Ricordando Senna. "Quel giorno a Imola, con la morte in pista"

Un pugno allo stomaco da togliere il fiato. Dopo tanti anni è ancora questa la sensazione che si prova quando si ripensa ad Ayrton Senna e a quei drammatici istanti che seguirono all’impatto contro il muro del Tamburello a Imola. La scomparsa del pilota brasiliano ha ingenerato, in chi l’ha vissuta personalmente, la stessa sindrome dei reduci del Vietnam. Una sorta dell’“io c’ero e posso dire cos’era“.

 

Basta ritrovarsi la sera in un ristorante, a cena con alcuni colleghi, che il discorso cade inevitabilmente su Senna. Sugli ultimi istanti di vita e dei vari episodi rimasti nella mente di ognuno dopo quel drammatico impatto avvenuto alle 14:17 di domenica 1 maggio 1994. Una data che per molti ha coinciso con l’inizio di una nuova era in F.1. Chi non ha mai visto morire qualcuno non può capire cosa si prova in quegli istanti.
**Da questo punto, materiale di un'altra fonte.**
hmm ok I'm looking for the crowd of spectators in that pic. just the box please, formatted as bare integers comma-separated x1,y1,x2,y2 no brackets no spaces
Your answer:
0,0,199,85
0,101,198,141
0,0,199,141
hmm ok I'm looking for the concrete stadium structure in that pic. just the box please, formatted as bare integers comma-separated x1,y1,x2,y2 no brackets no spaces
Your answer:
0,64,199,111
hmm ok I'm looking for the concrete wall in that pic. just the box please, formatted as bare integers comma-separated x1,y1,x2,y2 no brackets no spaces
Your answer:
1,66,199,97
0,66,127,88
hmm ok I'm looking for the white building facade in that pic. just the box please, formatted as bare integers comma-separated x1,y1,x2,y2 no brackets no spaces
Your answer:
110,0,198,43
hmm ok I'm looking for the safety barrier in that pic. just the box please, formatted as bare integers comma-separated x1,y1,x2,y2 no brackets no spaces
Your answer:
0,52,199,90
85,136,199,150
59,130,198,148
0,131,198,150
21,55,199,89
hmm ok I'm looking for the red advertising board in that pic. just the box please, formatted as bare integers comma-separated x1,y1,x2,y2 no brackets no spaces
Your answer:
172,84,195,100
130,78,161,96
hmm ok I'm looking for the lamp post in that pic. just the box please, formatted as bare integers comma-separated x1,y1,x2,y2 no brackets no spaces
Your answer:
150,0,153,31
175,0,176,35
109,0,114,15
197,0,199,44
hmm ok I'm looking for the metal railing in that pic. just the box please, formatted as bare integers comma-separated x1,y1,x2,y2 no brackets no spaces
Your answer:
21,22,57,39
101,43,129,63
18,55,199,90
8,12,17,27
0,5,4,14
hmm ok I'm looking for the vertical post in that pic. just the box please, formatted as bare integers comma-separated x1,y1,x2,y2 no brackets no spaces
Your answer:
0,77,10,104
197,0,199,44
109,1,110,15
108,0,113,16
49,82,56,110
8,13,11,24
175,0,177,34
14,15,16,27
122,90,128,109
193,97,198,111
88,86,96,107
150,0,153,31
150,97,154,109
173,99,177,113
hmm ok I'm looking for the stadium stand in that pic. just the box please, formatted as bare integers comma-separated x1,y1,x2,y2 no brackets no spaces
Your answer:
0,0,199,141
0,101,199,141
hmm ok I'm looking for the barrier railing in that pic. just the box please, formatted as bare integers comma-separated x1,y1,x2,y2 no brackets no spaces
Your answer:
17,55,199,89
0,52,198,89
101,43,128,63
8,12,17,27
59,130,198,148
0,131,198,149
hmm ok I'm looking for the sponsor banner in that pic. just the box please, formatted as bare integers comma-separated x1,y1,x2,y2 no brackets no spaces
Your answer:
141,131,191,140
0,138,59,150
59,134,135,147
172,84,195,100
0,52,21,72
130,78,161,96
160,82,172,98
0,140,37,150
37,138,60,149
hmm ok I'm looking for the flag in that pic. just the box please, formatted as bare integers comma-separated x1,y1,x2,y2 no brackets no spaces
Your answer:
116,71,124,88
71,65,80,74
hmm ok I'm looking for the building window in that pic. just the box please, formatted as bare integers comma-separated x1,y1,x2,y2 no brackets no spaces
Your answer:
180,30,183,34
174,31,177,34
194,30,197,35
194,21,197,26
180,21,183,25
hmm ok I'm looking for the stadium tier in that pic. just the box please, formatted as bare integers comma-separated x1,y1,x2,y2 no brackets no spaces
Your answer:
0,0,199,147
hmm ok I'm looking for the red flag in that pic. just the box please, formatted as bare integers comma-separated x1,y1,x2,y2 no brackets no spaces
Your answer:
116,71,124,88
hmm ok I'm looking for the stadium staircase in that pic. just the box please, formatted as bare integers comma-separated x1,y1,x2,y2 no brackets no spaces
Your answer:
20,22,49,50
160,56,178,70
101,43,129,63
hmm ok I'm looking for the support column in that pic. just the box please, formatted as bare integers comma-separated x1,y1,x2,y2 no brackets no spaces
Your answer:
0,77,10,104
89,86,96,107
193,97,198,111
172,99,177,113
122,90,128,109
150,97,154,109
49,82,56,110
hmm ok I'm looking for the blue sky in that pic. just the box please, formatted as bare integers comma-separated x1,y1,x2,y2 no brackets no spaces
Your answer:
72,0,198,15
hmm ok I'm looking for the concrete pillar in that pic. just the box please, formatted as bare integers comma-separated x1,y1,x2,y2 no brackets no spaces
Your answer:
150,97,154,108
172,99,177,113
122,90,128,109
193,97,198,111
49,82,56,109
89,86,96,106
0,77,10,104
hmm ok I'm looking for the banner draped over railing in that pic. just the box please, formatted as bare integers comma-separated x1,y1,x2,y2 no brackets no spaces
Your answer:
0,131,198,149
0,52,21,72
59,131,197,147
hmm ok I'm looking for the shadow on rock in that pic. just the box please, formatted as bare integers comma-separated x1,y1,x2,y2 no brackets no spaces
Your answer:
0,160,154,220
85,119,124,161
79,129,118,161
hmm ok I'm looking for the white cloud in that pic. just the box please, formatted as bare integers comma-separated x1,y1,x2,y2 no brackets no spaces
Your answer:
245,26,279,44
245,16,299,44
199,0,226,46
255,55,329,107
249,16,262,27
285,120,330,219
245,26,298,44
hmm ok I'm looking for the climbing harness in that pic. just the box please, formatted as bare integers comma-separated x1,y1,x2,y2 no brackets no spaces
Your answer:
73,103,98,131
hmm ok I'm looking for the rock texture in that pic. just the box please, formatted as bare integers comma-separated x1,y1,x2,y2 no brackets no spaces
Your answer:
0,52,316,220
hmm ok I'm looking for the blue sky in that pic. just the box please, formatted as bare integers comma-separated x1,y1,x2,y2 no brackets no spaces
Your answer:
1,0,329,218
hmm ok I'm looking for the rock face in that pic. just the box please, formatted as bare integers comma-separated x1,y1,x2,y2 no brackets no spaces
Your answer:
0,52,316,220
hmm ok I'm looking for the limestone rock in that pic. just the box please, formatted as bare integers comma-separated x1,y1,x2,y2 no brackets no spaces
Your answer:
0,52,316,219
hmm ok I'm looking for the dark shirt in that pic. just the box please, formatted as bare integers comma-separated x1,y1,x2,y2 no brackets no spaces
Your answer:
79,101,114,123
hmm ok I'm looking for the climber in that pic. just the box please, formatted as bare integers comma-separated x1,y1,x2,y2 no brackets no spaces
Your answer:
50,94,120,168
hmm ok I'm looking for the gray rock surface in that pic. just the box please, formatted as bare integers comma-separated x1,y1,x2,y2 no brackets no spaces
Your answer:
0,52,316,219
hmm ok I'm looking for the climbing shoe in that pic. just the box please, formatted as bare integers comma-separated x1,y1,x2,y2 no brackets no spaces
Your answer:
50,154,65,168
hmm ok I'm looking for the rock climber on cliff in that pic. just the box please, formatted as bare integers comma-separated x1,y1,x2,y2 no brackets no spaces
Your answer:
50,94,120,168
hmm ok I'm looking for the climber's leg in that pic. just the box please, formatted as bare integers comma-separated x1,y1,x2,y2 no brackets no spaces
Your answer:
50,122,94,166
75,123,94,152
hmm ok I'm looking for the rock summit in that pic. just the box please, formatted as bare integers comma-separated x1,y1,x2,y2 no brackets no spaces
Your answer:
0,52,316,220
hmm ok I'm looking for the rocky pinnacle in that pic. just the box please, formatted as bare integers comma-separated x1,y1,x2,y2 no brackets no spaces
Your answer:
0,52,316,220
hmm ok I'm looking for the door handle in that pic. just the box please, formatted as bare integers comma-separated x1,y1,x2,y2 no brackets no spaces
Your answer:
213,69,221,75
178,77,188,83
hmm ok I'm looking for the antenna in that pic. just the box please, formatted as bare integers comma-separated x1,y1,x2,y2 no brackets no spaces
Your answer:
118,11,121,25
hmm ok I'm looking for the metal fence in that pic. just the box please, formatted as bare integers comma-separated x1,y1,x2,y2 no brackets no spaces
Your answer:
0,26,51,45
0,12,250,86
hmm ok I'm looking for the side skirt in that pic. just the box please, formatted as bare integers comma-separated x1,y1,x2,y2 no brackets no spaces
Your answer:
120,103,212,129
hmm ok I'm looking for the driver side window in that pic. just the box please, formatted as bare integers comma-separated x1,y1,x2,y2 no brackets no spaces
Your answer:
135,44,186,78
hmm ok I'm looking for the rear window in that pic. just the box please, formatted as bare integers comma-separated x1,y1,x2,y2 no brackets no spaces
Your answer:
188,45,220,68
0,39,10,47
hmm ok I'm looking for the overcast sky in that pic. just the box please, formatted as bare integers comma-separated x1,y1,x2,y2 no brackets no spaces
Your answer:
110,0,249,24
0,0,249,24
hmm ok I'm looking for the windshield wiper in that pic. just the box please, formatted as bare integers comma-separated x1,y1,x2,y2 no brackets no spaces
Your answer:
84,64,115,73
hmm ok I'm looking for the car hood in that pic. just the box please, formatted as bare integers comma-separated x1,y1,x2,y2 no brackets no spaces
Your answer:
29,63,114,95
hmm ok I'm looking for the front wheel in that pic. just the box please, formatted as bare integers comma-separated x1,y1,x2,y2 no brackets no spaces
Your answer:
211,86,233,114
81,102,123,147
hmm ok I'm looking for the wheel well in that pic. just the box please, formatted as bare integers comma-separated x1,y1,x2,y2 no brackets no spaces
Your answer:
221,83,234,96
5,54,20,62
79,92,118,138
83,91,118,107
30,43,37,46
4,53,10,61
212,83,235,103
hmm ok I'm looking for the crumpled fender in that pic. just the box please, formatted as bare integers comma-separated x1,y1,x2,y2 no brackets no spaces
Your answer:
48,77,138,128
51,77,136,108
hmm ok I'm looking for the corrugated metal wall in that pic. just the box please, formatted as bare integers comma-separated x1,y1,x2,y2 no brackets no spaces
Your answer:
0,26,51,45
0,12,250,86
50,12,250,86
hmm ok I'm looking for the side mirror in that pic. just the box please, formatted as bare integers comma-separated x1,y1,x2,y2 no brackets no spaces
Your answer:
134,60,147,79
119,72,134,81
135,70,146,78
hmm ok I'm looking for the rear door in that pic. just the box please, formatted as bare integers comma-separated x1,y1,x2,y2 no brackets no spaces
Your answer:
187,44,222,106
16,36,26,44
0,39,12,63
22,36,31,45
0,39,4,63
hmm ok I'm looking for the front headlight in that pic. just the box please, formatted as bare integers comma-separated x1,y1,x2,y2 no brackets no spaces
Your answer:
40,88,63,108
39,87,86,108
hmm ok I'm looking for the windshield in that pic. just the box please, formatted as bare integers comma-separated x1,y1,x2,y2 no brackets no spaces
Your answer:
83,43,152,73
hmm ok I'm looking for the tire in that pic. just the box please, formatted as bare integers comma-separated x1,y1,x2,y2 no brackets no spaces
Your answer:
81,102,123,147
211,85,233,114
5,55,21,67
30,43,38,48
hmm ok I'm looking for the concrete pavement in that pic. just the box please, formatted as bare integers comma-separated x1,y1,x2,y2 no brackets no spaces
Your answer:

Ma lo choc di una morte vissuta in diretta, di una persona conosciuta con la quale si è lavorato insieme per tanti anni, ha “svezzato” i giovani reporter della F.1 come la guerra in Bosnia e in Somalia hanno battezzato, col sangue, schiere di inviati di guerra che l’avevano solo letta sui libri o vista nei film.